A client, referred to as Mr K, said the trustee and Xafinity failed to keep adequate membership records, mishandled his enquiries, and unreasonably delayed dealing with his complaint.
Mr K, who was a member of the scheme for less than five years, was contacted by Xafinity in 2013, when he turned 60.
A year later, he was asked to complete a late retirement option form. Mr K said he was subsequently given conflicting information about the age at which he could retire.
He also said Xafinity and past administrators failed to keep adequate records of his pension contributions.
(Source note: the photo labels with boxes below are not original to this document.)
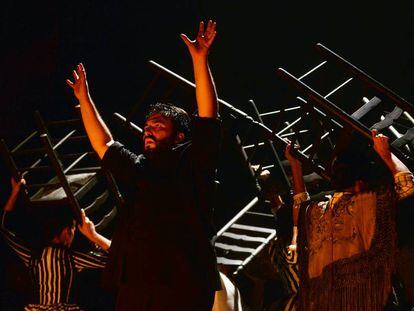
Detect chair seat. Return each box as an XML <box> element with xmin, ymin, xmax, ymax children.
<box><xmin>31</xmin><ymin>172</ymin><xmax>96</xmax><ymax>201</ymax></box>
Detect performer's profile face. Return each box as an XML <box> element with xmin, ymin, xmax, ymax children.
<box><xmin>143</xmin><ymin>113</ymin><xmax>175</xmax><ymax>152</ymax></box>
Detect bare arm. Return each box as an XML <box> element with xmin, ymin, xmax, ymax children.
<box><xmin>181</xmin><ymin>20</ymin><xmax>218</xmax><ymax>118</ymax></box>
<box><xmin>66</xmin><ymin>64</ymin><xmax>113</xmax><ymax>159</ymax></box>
<box><xmin>4</xmin><ymin>177</ymin><xmax>26</xmax><ymax>212</ymax></box>
<box><xmin>372</xmin><ymin>130</ymin><xmax>410</xmax><ymax>175</ymax></box>
<box><xmin>285</xmin><ymin>143</ymin><xmax>306</xmax><ymax>227</ymax></box>
<box><xmin>78</xmin><ymin>209</ymin><xmax>111</xmax><ymax>251</ymax></box>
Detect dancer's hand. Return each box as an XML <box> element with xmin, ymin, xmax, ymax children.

The company is also accused of excessively delayed providing him with details of the scheme’s formal complaint procedures, despite his repeated requests.
In October 2016, after Mr K complained about how his pension had been calculated, the trustee instructed Xafinity to pay him a pension backdated to age 60, which has been carried out.
In her determination, Karen Johnston, deputy Pensions Ombudsman, said: “I note that the decision not to pay him a pension prior to age 65 was reversed before he contacted this office.
“I find no evidence of outstanding financial injustice in relation to that aspect of his complaint."
The client received £500 from Xafinity in June this year for compensation for distress and inconvenience.
Mr K says the payment was solely redress for the delays on the part of the trustee, and asked the Ombudsman for further compensation.
Ms Johnston acknowledged that “Mr K has raised a number of issues relating to Xafinity’s mishandling of his benefits on retirement, and his subsequent enquiries”.
However, “awards for significant distress and inconvenience are modest, starting at £500. They are not penalties,” she said, considering that the compensation already paid is sufficient.
Ms Johnston is confirming the adjudicator’s opinion, who concluded that no further action was required by either the trustee or Xafinity.
Mr K did not accept this decision and the claim was then passed to Ms Johnston.
The client also said that the total number of failures he has highlighted, indicates to him that other members, and members of any associated schemes, may possibly have been inconvenienced and/or disadvantaged by Xafinity.
Mr K says these failings should be of considerable concern to a Pensions Ombudsman.
Ms Johnston noted, however, that she has “no power to investigate inconvenience or disadvantage which may have been caused to members other than the complainant”.